A production process like Capernaum ’s could never have been conceived before the age of video, where the cost of rolling cameras for six months is relatively insignificant compared to all the other costs of production.
“After all my research, I could have done a documentary,” Labaki says, “but it was important for me to write a fiction that gathered all the stories I heard together into one story, treating them in a way that it looks real, so you don’t feel the fiction and you don’t feel the intervention of the writers and the director. My goal was to use the film as a vehicle for reality and to divert it into the fiction we wrote.”
It’s possible that when filmmakers are able to see the documentary about the making of Capernaum , her unique method might become an inspiration for future films, pushing forward a tradition that dates back to the Italian neo-realist films of the 40s. “Cinema has to go in this direction,” says Labaki. “It’s a natural path. Fiction is mostly about ‘make believe,’ but I don’t think that cinema should only ‘make believe.’ Cinema should be more than that.”
Capernaum may be set in Lebanon, but its concerns are global. “When I started plunging into this universe, I changed my perception of what the film was,” says Mouzanar.
“Suddenly it appeared to me like a futuristic movie. It was like I was plunging into a MAD MAX style film. This city, this underground city, appeared to me like it could be the underground of Mexico or the underground of New Delhi or any big city in the world. In fifty years, with global warming, with migration from the south to the north, all the big cities in Europe will have this in their suburbs. This is not just something local. It’s really something that’s happening on Planet Earth, and that will be the future of every city in the world in the next half century.”

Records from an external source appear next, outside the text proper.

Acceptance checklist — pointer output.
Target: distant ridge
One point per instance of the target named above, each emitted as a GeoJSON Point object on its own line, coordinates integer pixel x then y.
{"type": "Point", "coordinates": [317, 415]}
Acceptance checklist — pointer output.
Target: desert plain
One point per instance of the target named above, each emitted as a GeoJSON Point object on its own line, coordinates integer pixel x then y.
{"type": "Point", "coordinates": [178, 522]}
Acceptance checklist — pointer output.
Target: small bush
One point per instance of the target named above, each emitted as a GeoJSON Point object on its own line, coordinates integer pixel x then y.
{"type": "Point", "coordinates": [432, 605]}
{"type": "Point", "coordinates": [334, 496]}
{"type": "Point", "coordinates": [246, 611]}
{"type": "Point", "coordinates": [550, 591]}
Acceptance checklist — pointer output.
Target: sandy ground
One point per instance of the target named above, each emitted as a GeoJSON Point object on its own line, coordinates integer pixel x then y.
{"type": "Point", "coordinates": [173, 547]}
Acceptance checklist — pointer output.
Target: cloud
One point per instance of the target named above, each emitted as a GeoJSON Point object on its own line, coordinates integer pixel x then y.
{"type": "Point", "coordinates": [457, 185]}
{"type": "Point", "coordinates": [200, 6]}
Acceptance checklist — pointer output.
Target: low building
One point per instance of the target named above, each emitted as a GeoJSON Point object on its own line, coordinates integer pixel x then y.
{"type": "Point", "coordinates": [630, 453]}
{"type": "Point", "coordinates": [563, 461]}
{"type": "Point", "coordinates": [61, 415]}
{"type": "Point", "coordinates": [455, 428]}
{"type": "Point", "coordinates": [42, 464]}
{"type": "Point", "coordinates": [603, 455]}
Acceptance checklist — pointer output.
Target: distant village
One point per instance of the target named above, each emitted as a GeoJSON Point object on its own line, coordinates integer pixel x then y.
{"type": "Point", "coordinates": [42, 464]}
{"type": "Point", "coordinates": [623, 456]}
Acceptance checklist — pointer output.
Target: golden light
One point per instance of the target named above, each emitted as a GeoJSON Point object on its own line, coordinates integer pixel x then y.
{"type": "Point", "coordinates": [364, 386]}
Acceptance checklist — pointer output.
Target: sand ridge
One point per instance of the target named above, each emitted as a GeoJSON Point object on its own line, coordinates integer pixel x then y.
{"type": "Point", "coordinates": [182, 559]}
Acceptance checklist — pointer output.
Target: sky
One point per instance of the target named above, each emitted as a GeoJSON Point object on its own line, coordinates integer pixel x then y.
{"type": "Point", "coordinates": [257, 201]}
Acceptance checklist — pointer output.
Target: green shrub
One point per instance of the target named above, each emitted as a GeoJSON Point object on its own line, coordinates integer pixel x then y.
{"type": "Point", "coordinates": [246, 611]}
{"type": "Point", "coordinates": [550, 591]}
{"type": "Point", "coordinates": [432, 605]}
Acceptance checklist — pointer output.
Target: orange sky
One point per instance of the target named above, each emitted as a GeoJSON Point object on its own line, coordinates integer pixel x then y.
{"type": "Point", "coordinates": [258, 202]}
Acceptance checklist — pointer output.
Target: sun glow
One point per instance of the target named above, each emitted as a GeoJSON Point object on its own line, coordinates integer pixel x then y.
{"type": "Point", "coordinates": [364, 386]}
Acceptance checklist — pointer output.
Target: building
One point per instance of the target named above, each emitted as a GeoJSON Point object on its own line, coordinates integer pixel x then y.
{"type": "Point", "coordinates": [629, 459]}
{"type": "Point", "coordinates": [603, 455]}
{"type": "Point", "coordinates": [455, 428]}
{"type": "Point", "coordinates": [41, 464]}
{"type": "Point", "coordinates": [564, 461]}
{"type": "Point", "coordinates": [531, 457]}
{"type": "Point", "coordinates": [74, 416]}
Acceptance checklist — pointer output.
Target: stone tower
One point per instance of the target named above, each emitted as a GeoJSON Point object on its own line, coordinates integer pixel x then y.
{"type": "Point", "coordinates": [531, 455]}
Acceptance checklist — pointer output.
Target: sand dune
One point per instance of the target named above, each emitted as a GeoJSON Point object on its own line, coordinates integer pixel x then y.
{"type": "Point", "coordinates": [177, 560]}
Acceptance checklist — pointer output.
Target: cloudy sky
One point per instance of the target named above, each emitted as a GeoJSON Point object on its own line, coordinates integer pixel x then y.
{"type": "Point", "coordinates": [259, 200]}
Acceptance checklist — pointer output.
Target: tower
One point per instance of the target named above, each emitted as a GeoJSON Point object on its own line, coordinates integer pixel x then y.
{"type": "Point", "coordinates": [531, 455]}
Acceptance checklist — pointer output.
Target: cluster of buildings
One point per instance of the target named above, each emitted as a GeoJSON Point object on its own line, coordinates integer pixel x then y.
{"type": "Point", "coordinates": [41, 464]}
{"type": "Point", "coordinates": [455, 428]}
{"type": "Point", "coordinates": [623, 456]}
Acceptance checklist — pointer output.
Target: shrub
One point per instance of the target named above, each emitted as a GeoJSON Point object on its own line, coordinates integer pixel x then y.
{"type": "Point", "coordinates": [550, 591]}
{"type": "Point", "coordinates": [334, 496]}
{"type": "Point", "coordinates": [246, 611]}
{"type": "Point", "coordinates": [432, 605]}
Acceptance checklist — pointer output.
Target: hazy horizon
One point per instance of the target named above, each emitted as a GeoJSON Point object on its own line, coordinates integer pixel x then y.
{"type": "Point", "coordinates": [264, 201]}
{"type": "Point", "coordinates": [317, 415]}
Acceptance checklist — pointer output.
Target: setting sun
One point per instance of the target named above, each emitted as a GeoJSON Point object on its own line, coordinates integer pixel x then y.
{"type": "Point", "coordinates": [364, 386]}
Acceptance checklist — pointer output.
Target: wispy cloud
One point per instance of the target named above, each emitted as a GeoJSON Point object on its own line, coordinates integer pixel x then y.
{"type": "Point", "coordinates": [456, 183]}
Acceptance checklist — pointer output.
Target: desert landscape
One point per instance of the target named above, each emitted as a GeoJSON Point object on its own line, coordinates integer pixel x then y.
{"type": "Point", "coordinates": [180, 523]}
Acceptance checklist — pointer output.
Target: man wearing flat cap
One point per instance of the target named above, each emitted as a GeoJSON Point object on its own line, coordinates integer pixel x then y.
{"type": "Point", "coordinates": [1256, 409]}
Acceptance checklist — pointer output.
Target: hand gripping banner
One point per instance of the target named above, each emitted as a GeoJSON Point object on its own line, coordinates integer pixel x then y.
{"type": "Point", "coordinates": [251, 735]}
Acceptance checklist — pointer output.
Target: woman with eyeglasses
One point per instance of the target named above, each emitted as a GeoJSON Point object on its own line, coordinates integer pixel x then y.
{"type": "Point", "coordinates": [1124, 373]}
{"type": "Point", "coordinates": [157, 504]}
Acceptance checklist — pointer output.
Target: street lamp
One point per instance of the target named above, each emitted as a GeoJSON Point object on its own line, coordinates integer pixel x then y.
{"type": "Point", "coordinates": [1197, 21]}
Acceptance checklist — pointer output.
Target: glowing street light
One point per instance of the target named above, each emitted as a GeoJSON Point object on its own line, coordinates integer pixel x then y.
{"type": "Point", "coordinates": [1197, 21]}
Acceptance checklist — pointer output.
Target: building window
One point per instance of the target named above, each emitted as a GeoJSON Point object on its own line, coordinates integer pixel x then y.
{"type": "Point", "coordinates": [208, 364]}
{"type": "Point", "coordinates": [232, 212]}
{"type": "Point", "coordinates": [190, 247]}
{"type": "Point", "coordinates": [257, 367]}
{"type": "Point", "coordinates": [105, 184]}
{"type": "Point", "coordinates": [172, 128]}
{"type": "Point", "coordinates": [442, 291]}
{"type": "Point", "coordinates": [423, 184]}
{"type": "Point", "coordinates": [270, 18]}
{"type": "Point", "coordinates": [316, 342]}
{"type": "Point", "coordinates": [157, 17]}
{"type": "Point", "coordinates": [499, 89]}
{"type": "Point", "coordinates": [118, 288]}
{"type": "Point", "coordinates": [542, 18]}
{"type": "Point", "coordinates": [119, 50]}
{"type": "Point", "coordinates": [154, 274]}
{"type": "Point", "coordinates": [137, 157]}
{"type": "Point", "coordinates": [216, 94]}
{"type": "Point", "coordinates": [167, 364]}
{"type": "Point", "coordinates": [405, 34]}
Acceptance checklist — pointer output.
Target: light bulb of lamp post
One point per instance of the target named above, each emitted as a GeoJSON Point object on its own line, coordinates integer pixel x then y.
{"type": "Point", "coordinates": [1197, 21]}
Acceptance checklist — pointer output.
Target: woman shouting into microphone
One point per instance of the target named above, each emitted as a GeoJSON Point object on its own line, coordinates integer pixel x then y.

Labaki and Mouzanar are active in numerous political organizations in Beirut, including Beirut Madinati (“Beirut My City”), the volunteer-led grass roots campaign which won 40% of the votes in the last election. Labaki even began a run for Parliament with Beirut Madinati, getting far enough ahead in the polls that she could have won. “I think as a moviemaker she can be much more helpful than as a lawmaker,” says Mouzanar. “When she ran her aim was not to win but to inspire people to take their destiny into their own hands, and not to give in to those corrupt politicians.”
Labaki is hopeful that Capernaum can increase awareness and open up a debate about the conditions of these children. “The problem is that we don’t want to acknowledge it because the issue is so huge that we don’t know where to start,” she says.
“There are a million things we can do, but there needs to be open debate before we can figure out how to implement real change, like changing the laws and implementing new ones. I don’t want to sound naïve in saying a film can change the world, but if it can change the way you look at these kids or you look at your life, it can at least make a change in you, as a person. And when you start looking at these issues in a different way, real change can start.”
Says Mouzanar: “Nadine and I are realistic dreamers. These are two words that fight eternally against each other. But even if you know deep inside that you can’t change anything, you can continue to dream that you can. Humanity and progress is driven by dreamers, not cynics.”
NOTE: The film debuted at the 2018 Cannes Film Festival, where it was selected to compete for the Palme d’Or. The film received a 15-minute standing ovation following its premiere at Cannes on 17 May 2018, and won the Jury Prize. It was nominated for the Academy Award for Best Foreign Language Film at the 91st Academy Awards, among several other accolades.